Terkait Izin Ekspor yang diperoleh salah satu Anak Perusahaan ternama di Kepri terendus kabar mereka belum mendapat rekomendasi kesesuaian tata ruang pertambangan maupun tata ruang industri untuk melaksanakan pembangunan "Smelter" dan IM. Rekomendasi izin pembangunan smelter atau izin prinsip dari kepala pemerintahan dimana pelaksaan aktifitas pertambangan dilaksanakan sepertinya wajib diadakan, Ironisnya yang terjadi dilapangan saat ini jauh dari kata kesesuaian, mereka lebih dulu melaksanakan kegiatan pertambangan sedangkan perizinan dalam proses pengurusan.


Kita cukup dibuat linglung dengan kinerja evaluator yang mengevaluator kegiatan pembangunan smelter, apa yang di evaluator, sedangkan perusahaan yang mendapatkan kuota Eksport baru akan mengurus seluruh perizinan.
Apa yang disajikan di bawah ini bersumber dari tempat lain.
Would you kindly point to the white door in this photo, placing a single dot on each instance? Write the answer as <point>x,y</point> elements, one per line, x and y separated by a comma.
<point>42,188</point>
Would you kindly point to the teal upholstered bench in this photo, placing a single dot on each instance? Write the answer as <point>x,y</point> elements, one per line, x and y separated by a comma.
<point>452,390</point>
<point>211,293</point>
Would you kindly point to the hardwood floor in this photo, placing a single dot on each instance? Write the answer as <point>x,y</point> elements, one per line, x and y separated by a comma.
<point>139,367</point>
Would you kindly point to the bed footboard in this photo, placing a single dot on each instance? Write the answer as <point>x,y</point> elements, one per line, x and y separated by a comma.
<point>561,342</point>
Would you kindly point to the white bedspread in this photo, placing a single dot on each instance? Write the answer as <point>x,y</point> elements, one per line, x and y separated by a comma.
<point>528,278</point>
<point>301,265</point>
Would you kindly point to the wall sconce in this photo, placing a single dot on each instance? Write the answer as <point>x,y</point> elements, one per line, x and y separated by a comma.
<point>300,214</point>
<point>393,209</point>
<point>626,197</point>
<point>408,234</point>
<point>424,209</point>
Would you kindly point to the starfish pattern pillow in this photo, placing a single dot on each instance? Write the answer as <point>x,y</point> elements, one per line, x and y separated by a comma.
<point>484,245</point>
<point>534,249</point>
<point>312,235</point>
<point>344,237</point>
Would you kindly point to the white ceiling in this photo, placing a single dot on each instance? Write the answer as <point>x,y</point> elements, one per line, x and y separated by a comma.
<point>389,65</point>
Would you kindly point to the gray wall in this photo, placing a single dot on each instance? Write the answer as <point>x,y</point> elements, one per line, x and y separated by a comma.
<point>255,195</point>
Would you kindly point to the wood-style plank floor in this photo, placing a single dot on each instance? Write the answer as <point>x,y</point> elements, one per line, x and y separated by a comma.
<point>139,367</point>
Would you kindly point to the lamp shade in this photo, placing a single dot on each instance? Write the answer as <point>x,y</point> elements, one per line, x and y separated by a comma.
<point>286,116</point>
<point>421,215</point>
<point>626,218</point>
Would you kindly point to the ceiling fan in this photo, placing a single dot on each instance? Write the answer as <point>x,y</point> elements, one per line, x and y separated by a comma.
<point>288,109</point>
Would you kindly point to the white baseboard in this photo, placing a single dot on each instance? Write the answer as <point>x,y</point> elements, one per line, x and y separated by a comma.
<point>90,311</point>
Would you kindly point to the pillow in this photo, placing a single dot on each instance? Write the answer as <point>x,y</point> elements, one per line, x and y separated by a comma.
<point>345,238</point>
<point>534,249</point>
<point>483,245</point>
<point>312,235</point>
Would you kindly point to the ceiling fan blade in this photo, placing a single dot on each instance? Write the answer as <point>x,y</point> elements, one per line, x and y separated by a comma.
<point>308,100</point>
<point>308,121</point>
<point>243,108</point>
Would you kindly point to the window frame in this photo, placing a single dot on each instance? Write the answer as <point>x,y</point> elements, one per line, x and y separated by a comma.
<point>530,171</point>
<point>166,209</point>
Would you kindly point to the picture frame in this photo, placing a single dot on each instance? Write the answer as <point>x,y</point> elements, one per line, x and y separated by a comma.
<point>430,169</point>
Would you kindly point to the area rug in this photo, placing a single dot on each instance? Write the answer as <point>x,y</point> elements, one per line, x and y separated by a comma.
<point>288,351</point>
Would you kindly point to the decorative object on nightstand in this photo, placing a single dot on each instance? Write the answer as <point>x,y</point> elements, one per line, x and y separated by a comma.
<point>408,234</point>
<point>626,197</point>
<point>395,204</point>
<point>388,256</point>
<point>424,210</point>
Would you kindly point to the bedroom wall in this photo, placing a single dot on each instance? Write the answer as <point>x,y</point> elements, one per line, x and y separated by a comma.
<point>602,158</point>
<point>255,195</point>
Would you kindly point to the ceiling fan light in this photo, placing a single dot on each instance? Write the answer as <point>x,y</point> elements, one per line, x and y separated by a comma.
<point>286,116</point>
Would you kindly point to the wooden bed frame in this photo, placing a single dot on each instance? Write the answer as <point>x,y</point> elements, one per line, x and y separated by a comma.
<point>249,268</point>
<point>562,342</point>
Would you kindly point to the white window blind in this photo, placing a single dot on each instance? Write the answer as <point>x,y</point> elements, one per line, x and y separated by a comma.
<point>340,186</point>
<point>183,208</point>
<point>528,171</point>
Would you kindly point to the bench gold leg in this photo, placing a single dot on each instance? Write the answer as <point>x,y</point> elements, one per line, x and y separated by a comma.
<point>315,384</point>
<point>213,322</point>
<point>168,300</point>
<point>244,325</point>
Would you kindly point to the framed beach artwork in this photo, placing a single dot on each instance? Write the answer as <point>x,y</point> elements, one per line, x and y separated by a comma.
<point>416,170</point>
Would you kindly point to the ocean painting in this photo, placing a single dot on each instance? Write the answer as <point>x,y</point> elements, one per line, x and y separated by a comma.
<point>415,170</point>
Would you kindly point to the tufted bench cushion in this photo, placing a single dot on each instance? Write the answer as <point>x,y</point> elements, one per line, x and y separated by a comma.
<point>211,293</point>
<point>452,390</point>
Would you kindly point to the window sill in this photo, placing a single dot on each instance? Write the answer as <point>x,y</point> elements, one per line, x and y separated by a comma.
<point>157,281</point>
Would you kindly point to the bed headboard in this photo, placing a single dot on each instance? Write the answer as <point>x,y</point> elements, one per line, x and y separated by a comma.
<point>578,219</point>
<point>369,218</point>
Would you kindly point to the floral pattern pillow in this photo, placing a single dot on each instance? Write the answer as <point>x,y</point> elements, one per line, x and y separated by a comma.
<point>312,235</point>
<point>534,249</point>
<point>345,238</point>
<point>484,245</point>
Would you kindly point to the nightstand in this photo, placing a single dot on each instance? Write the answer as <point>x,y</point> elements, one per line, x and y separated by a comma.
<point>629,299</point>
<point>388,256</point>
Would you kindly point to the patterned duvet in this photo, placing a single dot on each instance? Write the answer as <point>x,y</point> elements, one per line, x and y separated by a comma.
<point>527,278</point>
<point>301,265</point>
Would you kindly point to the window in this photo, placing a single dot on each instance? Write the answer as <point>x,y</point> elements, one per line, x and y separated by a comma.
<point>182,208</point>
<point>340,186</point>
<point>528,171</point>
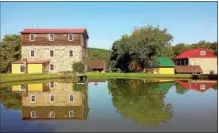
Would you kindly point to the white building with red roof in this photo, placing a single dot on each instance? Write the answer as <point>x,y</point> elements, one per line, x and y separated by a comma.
<point>200,60</point>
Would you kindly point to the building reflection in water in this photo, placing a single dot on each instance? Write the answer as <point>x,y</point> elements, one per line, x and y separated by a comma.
<point>53,101</point>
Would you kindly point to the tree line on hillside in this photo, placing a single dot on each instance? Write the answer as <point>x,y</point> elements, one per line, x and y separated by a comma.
<point>129,53</point>
<point>133,53</point>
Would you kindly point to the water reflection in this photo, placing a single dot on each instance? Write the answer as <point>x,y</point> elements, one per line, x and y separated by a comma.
<point>53,101</point>
<point>157,103</point>
<point>141,101</point>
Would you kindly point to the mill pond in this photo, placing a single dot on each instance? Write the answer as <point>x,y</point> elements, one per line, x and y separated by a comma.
<point>109,105</point>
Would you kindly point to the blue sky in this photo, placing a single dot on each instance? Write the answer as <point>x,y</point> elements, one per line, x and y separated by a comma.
<point>188,22</point>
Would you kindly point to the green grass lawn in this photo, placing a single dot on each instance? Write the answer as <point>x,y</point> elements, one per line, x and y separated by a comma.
<point>5,78</point>
<point>135,75</point>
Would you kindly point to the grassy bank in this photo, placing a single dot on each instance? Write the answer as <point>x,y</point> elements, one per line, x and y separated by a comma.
<point>5,78</point>
<point>137,75</point>
<point>8,78</point>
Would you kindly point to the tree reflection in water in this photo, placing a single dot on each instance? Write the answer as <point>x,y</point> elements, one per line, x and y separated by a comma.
<point>140,101</point>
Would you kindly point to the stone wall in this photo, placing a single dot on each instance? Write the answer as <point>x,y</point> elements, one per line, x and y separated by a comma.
<point>206,64</point>
<point>61,59</point>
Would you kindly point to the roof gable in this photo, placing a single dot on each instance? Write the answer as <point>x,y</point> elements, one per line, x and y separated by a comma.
<point>46,31</point>
<point>165,61</point>
<point>195,53</point>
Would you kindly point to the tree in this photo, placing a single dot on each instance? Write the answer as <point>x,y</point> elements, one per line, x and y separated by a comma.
<point>143,45</point>
<point>10,51</point>
<point>180,48</point>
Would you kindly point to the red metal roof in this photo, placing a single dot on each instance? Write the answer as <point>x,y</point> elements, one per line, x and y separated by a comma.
<point>195,53</point>
<point>78,30</point>
<point>200,86</point>
<point>30,61</point>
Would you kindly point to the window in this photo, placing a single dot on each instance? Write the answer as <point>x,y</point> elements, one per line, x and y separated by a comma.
<point>70,37</point>
<point>202,87</point>
<point>70,53</point>
<point>33,114</point>
<point>32,37</point>
<point>32,53</point>
<point>51,67</point>
<point>21,88</point>
<point>22,68</point>
<point>71,98</point>
<point>52,84</point>
<point>51,114</point>
<point>32,99</point>
<point>52,98</point>
<point>51,53</point>
<point>70,113</point>
<point>51,37</point>
<point>202,53</point>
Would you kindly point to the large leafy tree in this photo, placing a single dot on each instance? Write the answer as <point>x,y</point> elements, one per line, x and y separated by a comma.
<point>10,51</point>
<point>142,102</point>
<point>143,45</point>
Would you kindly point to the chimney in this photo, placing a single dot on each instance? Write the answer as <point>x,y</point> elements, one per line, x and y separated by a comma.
<point>25,64</point>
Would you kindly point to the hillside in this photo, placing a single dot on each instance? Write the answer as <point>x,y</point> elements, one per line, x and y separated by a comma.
<point>97,53</point>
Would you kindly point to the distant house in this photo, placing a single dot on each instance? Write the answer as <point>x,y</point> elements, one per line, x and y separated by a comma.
<point>164,65</point>
<point>96,65</point>
<point>200,60</point>
<point>200,86</point>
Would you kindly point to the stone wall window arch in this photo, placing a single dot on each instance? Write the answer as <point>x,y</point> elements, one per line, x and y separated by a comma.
<point>70,53</point>
<point>51,67</point>
<point>33,114</point>
<point>51,53</point>
<point>32,53</point>
<point>52,114</point>
<point>32,37</point>
<point>51,37</point>
<point>70,113</point>
<point>70,37</point>
<point>202,53</point>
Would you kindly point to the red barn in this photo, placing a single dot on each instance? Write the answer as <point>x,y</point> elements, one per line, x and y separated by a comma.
<point>199,86</point>
<point>200,60</point>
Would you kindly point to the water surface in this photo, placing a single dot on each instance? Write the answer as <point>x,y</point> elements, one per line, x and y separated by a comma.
<point>112,105</point>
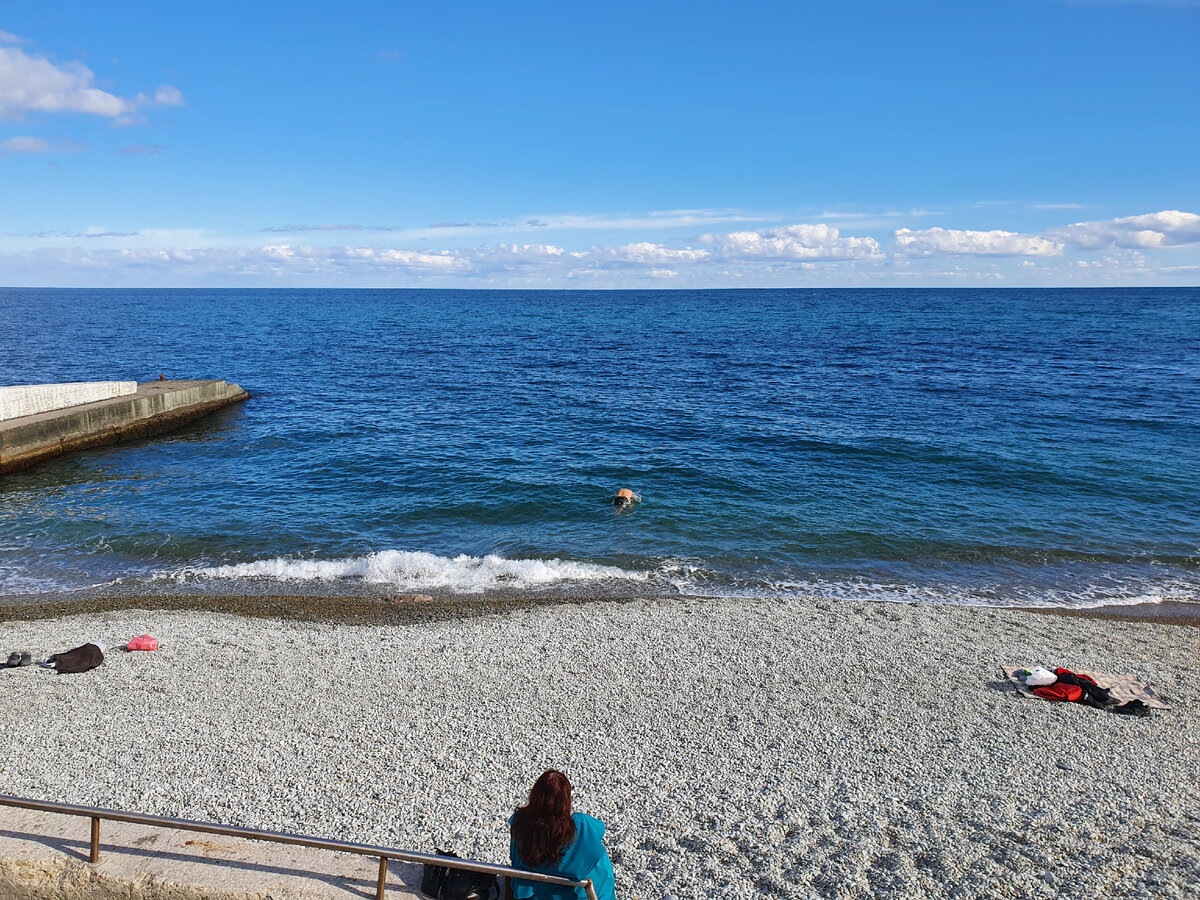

Dari seberang sana muncul statmen penolakan yang berasal dari salah seorang kepala dinas yang mengatakan secara tegas, tidak akan mengizinkan pemilik kuota untuk melaksanakan kegiatan Eksport sebelum seluruh persyaratan perizinan pembangunan smelter mereka lengkapi.


Masyarakat adalah bahagian tidak terpisahkan dengan Investasi, persmasalahan pertambangan dimasa lalu tidak terjadi lagi, saya berharap perusahaan yang berencana melakukan kegiatan pertambangan dan eksport wajib melengkapi seluruh perizinan dan proposal Investasi Pembangunan Smelter misalnya, Amdal, luas area rencana lokasi smelter, memaparkan kapasitas pabrik, nilai investasinya bahkan sumber pendanaan juga harus mereka kemukakan secara jelas serta dapat dipertanggungjawabkan bahkan memberikan informasi tersebut untuk diketahui masyarakat.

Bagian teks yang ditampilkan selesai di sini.